I Need To Start Shopping At The Recycling Centre
On the way to school this morning, the boys and I passed an intriguing stack of cardboard boxes in front of our local library branch. The top one was filled with nothing more than crappy outdated travel guides, but I made a mental note to dig deeper on my way back home. After depositing the kids at school and returning to the tower of boxes, my dumpster-diving was interrupted (and assisted ;)) by another school mom. The first few boxes contained little more than outdated text books and old child development material. The bottom box, however, was a gold mine.
Seriously. What is the world coming to when a library is throwing away books? What I found and brought home from that bottom box would have cost me much more than $100 to buy at the local thrift store! Everything I selected was hardcover and the vast majority published between 1900 - 1950. Two of the publications were "presentation" books with leather covers and gold embossing.

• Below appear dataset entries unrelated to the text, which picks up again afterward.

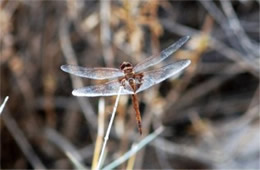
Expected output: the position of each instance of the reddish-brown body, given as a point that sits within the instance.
(135, 81)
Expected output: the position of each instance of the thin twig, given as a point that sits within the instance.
(105, 32)
(100, 135)
(109, 128)
(135, 149)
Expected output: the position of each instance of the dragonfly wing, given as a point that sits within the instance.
(163, 55)
(110, 88)
(98, 73)
(151, 78)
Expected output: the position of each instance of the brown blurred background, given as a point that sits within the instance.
(210, 112)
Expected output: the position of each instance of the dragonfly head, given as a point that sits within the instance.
(126, 66)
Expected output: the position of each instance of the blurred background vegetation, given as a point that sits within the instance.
(210, 113)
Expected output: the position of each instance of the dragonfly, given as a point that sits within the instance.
(132, 78)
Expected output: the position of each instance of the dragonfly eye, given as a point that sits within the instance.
(125, 65)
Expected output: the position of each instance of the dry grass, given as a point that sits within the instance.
(210, 113)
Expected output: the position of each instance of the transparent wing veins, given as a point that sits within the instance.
(153, 77)
(98, 73)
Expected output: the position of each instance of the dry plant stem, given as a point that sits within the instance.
(229, 30)
(101, 126)
(131, 161)
(109, 128)
(238, 30)
(22, 142)
(3, 104)
(66, 147)
(215, 44)
(105, 14)
(205, 88)
(135, 149)
(76, 82)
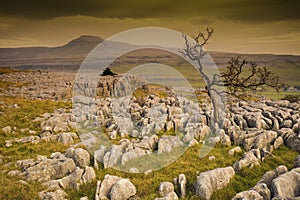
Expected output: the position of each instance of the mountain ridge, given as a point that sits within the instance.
(70, 55)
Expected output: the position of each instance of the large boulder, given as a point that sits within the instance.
(112, 157)
(166, 191)
(114, 188)
(168, 143)
(297, 162)
(48, 169)
(208, 182)
(250, 159)
(248, 195)
(80, 156)
(287, 185)
(122, 189)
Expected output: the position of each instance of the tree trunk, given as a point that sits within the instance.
(217, 116)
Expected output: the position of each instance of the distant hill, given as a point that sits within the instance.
(69, 56)
(66, 57)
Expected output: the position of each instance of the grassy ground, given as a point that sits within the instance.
(288, 73)
(22, 117)
(147, 185)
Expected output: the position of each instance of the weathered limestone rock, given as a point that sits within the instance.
(208, 182)
(7, 129)
(234, 150)
(80, 156)
(166, 191)
(112, 157)
(114, 188)
(287, 185)
(250, 159)
(297, 162)
(248, 195)
(167, 143)
(122, 189)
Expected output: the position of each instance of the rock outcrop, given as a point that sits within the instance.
(210, 181)
(114, 188)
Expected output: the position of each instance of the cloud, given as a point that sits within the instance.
(240, 10)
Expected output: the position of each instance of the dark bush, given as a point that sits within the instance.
(292, 98)
(108, 72)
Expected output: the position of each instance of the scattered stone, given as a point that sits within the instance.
(114, 188)
(250, 159)
(297, 162)
(80, 156)
(168, 143)
(248, 195)
(287, 185)
(209, 181)
(211, 158)
(166, 191)
(134, 170)
(122, 189)
(6, 129)
(234, 150)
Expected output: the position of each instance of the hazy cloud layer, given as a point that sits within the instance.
(243, 10)
(253, 26)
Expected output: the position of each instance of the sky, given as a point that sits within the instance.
(241, 26)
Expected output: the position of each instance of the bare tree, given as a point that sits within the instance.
(239, 77)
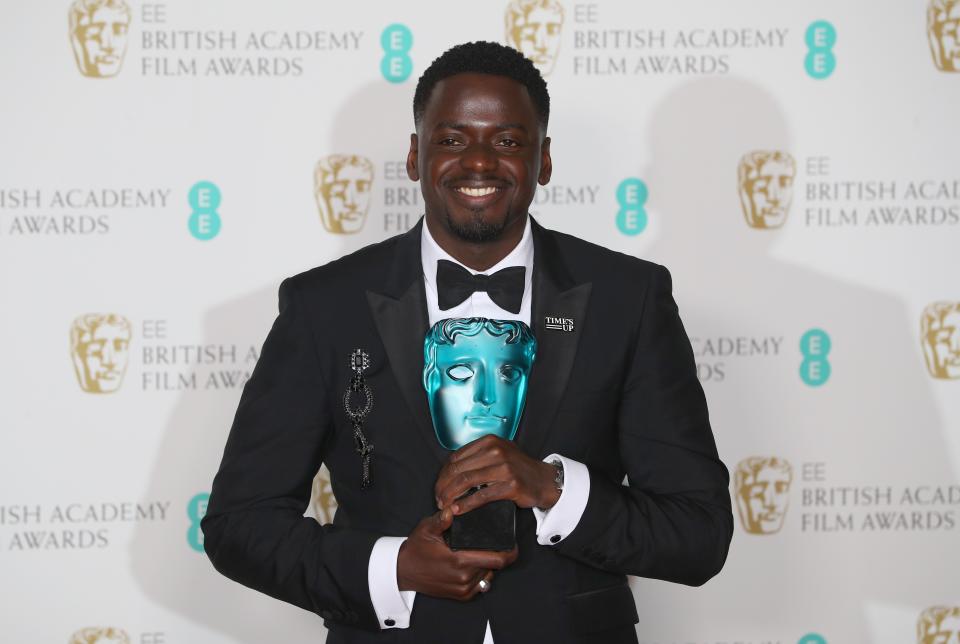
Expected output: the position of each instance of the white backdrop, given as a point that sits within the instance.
(112, 427)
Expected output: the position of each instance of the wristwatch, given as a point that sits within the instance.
(558, 479)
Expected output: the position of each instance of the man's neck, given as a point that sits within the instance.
(477, 256)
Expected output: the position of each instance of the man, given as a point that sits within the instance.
(100, 348)
(342, 190)
(766, 188)
(943, 31)
(763, 487)
(612, 394)
(98, 34)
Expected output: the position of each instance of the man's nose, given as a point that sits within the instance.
(479, 157)
(485, 391)
(106, 37)
(540, 40)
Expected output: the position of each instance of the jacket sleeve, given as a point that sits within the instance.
(672, 520)
(254, 529)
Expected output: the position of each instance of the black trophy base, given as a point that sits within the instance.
(489, 527)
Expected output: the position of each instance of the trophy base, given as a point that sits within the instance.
(489, 527)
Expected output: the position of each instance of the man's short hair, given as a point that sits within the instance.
(446, 331)
(483, 57)
(748, 468)
(81, 10)
(751, 163)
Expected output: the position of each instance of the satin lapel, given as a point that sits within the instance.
(400, 315)
(555, 295)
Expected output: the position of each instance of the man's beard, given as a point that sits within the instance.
(477, 231)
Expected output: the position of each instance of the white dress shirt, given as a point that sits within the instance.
(393, 606)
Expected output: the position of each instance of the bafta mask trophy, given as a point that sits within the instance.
(476, 373)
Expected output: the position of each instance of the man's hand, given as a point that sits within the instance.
(428, 566)
(504, 471)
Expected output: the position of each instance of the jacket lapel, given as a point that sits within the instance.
(400, 315)
(555, 295)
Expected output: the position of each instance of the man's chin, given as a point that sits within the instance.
(477, 227)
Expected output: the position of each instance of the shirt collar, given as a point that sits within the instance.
(431, 253)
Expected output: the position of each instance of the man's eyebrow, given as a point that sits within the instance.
(463, 126)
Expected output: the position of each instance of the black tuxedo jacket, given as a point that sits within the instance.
(618, 393)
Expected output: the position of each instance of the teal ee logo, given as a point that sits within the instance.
(396, 41)
(204, 222)
(632, 195)
(815, 368)
(820, 61)
(196, 509)
(812, 638)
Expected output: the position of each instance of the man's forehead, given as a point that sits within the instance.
(468, 93)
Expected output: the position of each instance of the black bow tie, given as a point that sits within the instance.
(455, 284)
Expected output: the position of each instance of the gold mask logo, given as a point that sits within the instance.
(939, 625)
(322, 501)
(533, 28)
(342, 185)
(98, 33)
(943, 32)
(100, 348)
(940, 337)
(762, 489)
(765, 183)
(98, 635)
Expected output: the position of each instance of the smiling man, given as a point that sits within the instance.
(614, 467)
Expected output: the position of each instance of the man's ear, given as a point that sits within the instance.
(412, 156)
(546, 163)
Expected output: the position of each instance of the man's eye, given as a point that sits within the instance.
(509, 373)
(460, 372)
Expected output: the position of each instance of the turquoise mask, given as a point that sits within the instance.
(475, 373)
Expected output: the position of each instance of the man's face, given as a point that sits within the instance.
(536, 33)
(478, 387)
(478, 153)
(947, 35)
(943, 345)
(344, 197)
(763, 500)
(947, 633)
(771, 192)
(102, 41)
(102, 357)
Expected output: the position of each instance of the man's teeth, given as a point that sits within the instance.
(477, 192)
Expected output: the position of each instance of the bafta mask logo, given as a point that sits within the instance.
(533, 28)
(765, 182)
(940, 336)
(98, 34)
(100, 348)
(475, 374)
(762, 487)
(322, 501)
(943, 32)
(97, 635)
(939, 625)
(342, 187)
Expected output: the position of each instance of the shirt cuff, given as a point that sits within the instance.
(555, 524)
(392, 605)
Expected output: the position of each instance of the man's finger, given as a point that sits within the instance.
(462, 483)
(486, 559)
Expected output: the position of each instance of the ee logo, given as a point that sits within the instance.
(204, 222)
(815, 368)
(812, 638)
(820, 61)
(396, 41)
(632, 217)
(196, 509)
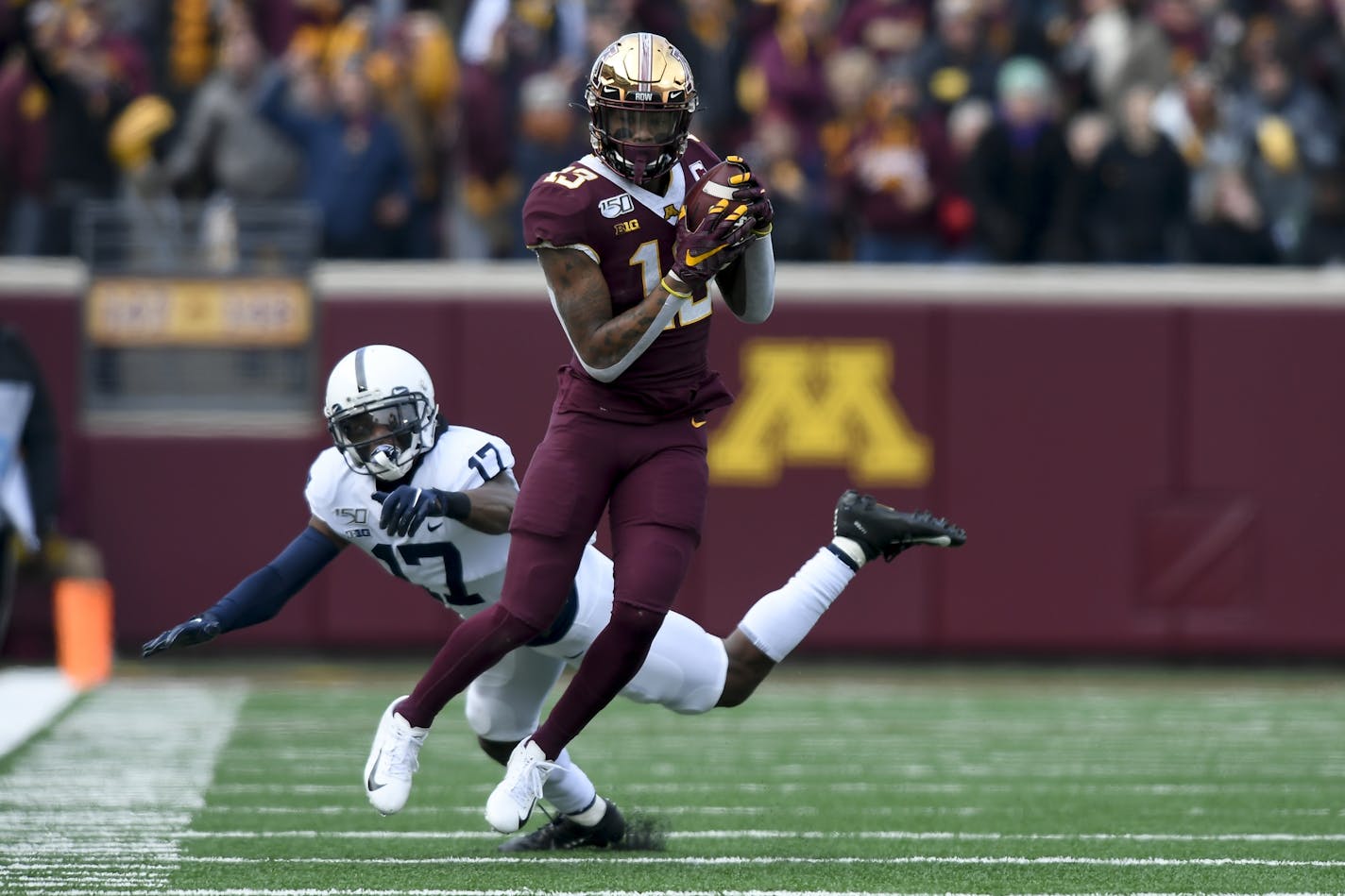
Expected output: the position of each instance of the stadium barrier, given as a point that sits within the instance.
(1148, 462)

A sampling of the plunder:
- "Under the Greenwood Tree" - Thomas Hardy
- "Tess of the D'Urbervilles" - Thomas Hardy
- "Shirley" - Charlotte Bronte
- "The Vicar of Wakefield" - Oliver Goldsmith
- "The Works of Robert Burns" (leather binding, 1930 presentation book)

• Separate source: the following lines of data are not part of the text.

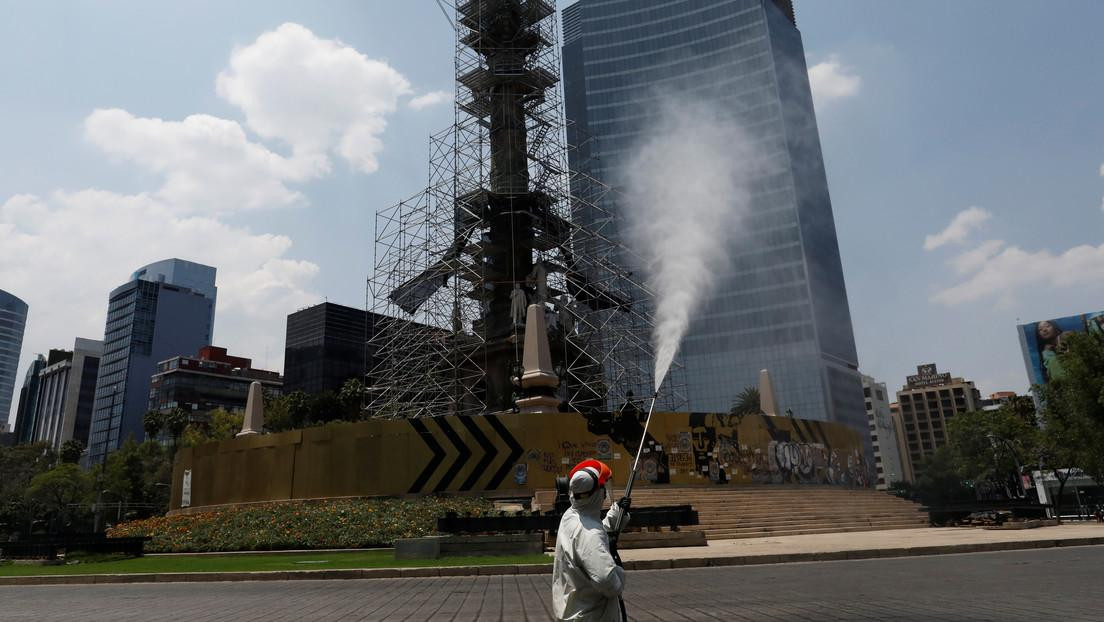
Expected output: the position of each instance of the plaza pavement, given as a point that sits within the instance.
(771, 550)
(1057, 583)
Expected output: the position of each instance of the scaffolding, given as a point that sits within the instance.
(503, 221)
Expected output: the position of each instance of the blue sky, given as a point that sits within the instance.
(273, 171)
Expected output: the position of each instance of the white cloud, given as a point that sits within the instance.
(315, 94)
(975, 259)
(1002, 274)
(831, 81)
(63, 252)
(208, 162)
(432, 98)
(959, 228)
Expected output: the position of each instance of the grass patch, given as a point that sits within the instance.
(331, 524)
(339, 560)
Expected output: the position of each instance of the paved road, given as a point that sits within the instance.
(1036, 584)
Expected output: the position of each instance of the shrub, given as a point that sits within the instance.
(300, 525)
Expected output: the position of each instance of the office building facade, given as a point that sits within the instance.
(325, 347)
(12, 325)
(782, 304)
(66, 392)
(148, 320)
(29, 401)
(927, 402)
(883, 436)
(212, 379)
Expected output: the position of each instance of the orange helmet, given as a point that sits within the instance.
(601, 471)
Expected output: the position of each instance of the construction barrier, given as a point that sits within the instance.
(513, 453)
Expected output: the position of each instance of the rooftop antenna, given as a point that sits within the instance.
(442, 3)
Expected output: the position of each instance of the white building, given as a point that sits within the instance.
(66, 390)
(883, 435)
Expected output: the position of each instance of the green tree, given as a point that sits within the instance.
(57, 491)
(351, 397)
(996, 442)
(221, 424)
(299, 407)
(152, 422)
(139, 474)
(325, 408)
(747, 402)
(176, 421)
(19, 465)
(940, 482)
(71, 451)
(1073, 412)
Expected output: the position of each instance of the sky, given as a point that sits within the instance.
(964, 144)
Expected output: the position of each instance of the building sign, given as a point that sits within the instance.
(927, 376)
(1041, 343)
(186, 489)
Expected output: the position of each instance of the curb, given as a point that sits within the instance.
(849, 555)
(535, 568)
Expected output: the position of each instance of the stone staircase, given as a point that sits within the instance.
(755, 512)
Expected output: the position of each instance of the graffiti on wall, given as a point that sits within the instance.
(467, 454)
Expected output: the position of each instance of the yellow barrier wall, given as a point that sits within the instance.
(515, 452)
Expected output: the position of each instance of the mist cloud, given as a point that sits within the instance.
(686, 194)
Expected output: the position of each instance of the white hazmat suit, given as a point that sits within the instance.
(585, 580)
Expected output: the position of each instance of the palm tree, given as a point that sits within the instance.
(747, 402)
(152, 423)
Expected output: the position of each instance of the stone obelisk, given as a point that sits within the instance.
(254, 420)
(539, 379)
(767, 402)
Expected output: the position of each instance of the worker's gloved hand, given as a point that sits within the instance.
(617, 517)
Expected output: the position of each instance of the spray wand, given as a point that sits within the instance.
(626, 498)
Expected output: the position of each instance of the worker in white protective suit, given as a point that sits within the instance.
(586, 582)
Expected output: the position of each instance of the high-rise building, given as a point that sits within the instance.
(66, 392)
(325, 347)
(12, 323)
(149, 319)
(888, 467)
(782, 304)
(210, 380)
(29, 401)
(927, 401)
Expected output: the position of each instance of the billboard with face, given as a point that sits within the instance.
(1042, 341)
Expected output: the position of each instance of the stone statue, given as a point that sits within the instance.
(518, 305)
(540, 278)
(253, 422)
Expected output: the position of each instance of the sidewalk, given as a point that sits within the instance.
(863, 545)
(785, 549)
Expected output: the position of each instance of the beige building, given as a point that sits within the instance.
(927, 402)
(883, 435)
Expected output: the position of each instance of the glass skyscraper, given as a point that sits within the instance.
(149, 319)
(12, 323)
(782, 305)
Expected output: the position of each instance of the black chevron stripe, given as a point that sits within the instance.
(489, 453)
(438, 455)
(462, 457)
(516, 452)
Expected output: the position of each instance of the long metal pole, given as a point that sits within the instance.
(639, 450)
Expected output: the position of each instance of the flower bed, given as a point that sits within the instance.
(299, 525)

- "Wordsworth's Poetical Works" (leather binding, 1930 presentation book)
- "Middlemarch" v. I and v.II - George Eliot
- "The Pilgrim's Progress" - John Bunyan
- "Hard Times" - Charles Dickens
- "Gulliver's Travels" - Johnathan Swift
- "Sartor Resartus" - Thomas Carlyle
And it goes on..
It appears to be part of a donation from a particular family, as the presentation volumes and many of the other volumes contain the same family name. While I understand and accept that the library must have many copies of each of these already, it galls me to think that they were considered "garbage" for recycling and not donated to one of the local charity shops selling used books. These items could have been used to generate cash for the community!
It certainly makes me think twice about donating books to the Public Library here in Ottawa. It will also make me think twice about just passing by any full-looking boxes in front of the library. :) I have a fondness for old books and these will replace several paperback copies currently owned of classic English literature studied in university. I am particularly happy about the Thomas Hardy items. These books will be well-loved and much-appreciated in my home, despite being turned away from the library and left to ferment on a city sidewalk on a damp morning in May.
(Three of these I already have copies of, but I couldn't just leave them there. If anyone would like them, let me know -- otherwise I'll pass them along to St. Vincent de Paul's. The books in question are: "Sartor Resartus" - Thomas Carlyle; "Gulliver's Travels" - Johnathan Swift; and "The Pilgrim's Progress" - John Bunyan.)